Sure, a package will definitely be portable, but it can also make things less editable when sharing with someone who is less familiar with package building. Also, simple projects usually don't warrant a package (an opinion of mine that could be debunked I suppose). I think an install_required_packages.R is a good idea in those cases - perhaps checking for installed packages first and only installing if not found. Something like:

packages_needed <- c('tidyr', 'dplyr', 'ggplot2')
installed <- installed.packages()
sapply(packages_needed, function(p)
  if(!p %in% installed[,1]){
    install.packages(p)
  })

But installing packages within a 'resident R script' seems to be a pet peeve of @jennybryan so I still wonder if this is really best practice?

jennybryan · December 15, 2017, 10:54pm

I think, if you feel there's a need to assist with package installation, then it's a great idea to make it a stand-alone script that is clearly labelled.

My main pet peeve is people mixing package installation into data analysis scripts.

This is one area where shipping a data analysis as a package has a distinct advantage, because DESCRIPTION now captures the dependencies and installation of the package will ensure all the necessary packages are present.

jasonparker · December 16, 2017, 12:01am

@jennybryan I want to say thanks for writing up your thoughts on this subject.

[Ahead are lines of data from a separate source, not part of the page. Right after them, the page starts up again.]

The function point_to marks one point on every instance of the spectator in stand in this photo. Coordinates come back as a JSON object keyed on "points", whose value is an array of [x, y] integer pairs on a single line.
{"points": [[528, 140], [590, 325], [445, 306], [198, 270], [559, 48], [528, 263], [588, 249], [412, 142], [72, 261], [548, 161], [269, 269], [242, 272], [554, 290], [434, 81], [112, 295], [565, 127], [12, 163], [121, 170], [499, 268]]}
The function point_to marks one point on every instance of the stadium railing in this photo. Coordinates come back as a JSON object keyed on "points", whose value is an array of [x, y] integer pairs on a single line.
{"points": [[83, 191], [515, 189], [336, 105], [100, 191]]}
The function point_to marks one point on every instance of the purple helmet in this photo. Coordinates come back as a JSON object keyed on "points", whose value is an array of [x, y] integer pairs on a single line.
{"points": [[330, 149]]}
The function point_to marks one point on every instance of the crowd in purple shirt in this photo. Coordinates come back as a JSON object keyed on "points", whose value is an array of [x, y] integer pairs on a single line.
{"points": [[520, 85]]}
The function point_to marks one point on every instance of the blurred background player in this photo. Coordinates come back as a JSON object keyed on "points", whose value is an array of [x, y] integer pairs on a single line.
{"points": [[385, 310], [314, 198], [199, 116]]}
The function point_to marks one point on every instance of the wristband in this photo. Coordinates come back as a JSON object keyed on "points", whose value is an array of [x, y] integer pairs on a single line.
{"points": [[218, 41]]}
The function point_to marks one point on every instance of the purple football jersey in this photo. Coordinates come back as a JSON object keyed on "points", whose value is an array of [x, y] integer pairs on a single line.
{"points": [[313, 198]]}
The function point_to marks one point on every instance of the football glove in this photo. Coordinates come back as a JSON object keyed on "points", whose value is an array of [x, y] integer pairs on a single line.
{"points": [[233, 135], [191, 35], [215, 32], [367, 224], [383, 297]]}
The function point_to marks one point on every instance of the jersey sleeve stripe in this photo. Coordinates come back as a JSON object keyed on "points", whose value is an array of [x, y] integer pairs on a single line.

I think a lot of the pushback on Twitter was because giving a talk/presentation in person isn't the same as sharing an image online.

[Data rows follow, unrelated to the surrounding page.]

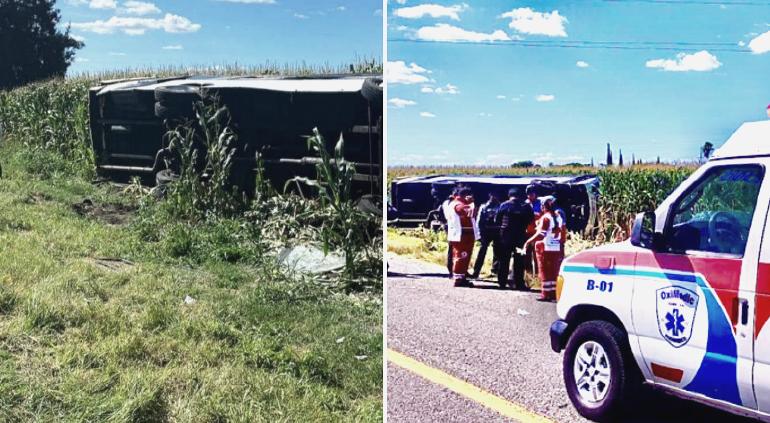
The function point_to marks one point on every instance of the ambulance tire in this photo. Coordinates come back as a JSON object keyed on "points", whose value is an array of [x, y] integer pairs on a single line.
{"points": [[624, 377]]}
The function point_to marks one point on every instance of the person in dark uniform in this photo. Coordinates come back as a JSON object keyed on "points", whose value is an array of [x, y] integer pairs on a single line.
{"points": [[490, 233], [513, 217]]}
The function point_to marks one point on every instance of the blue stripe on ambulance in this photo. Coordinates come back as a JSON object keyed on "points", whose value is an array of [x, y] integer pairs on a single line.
{"points": [[717, 376]]}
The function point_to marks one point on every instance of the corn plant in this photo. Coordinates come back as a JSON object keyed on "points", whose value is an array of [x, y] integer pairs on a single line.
{"points": [[346, 226], [210, 141]]}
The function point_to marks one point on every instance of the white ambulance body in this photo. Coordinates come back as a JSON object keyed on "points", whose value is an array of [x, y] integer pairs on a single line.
{"points": [[684, 304]]}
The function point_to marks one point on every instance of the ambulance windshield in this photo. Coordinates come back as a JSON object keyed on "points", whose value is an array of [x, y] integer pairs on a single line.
{"points": [[715, 214]]}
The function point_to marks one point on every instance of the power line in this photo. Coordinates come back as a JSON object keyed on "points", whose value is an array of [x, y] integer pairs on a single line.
{"points": [[606, 45], [696, 2]]}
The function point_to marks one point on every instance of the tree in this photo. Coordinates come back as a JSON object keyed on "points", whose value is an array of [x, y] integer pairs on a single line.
{"points": [[706, 150], [32, 47]]}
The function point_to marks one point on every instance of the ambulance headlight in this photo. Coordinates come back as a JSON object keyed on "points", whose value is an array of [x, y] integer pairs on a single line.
{"points": [[559, 286]]}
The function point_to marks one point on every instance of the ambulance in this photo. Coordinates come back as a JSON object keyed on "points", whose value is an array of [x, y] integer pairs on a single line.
{"points": [[683, 305]]}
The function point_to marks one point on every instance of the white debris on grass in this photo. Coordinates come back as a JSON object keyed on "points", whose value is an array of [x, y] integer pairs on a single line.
{"points": [[310, 259]]}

I definitely get where you're coming from, which is that using simplistic shortcuts to "make the thing work" can get us into real trouble when our code needs to be useful for other people. I quickly got out of the habit of using setwd() at the beginning of scripts because I had to move a bunch of files to a server environment and then nothing worked.

martj42 · December 16, 2017, 3:33am

Thank you for the arson threat. This finally made me remove the only setwd() I have in my code, which had always annoyed me.

kstierhoff · December 19, 2017, 5:36am

One unexpected benefit to using here::here() was that switching between interactive and knitr modes became seamless. For example, all of my paths were originally relative to my doc/doc.Rmd file, hence loading data files was load("../data/data.Rmd" when knitting, but I'd have to manually set my working directory to doc/ when working interactively to test new code, debug old code, etc. Using here::here("data/data.Rmd") works both ways and I don't have to think about it. Maybe that makes sense...

[I also removed the `rm(list = ls())` at the top of my .Rmd file while I was as it]

jennybryan · December 19, 2017, 6:48am

One unexpected benefit to using here::here() was that switching between interactive and knitr modes became seamless.

Yes that is exactly one of the aggravations @krlmlr set out to solve Such sweet relief!

atxprof · December 19, 2017, 3:03pm

I have had to force students to use pacman::p_load because it just works. 90% of markdown not knitting is improper use of library or install.packages. Understand that I am talking about R newbies that do not always listen carefully to advise

atxprof · December 19, 2017, 3:20pm

Just noticed this in my weekly "Summary" email. Just wanted to say (as I had posted in twitter) that I totally agree. I never use those constructs in own work and do not encourage them.

The issue I have is that the notebook interface can be confusing for newbies. Perhaps I should not use it for teaching. The results of executing a notebook can be influenced by the session history so I find students do not realize their markdown is not standalone ie it depends on peculiarities of their environment. 90% of this is package management. They load them but do not add the command to their markdown. I have had to force them to use code that minimizes the chance that their markdown will not knit when I get it. In that specific context, clearing the environment explicitly has worked 100% of the time.

An alternative is forcing them to turn in packages so they can utilize check, travis, etc. However everything in teaching is a tradeoff. You have to decide what to teach and not teach and it has not made sense thus far.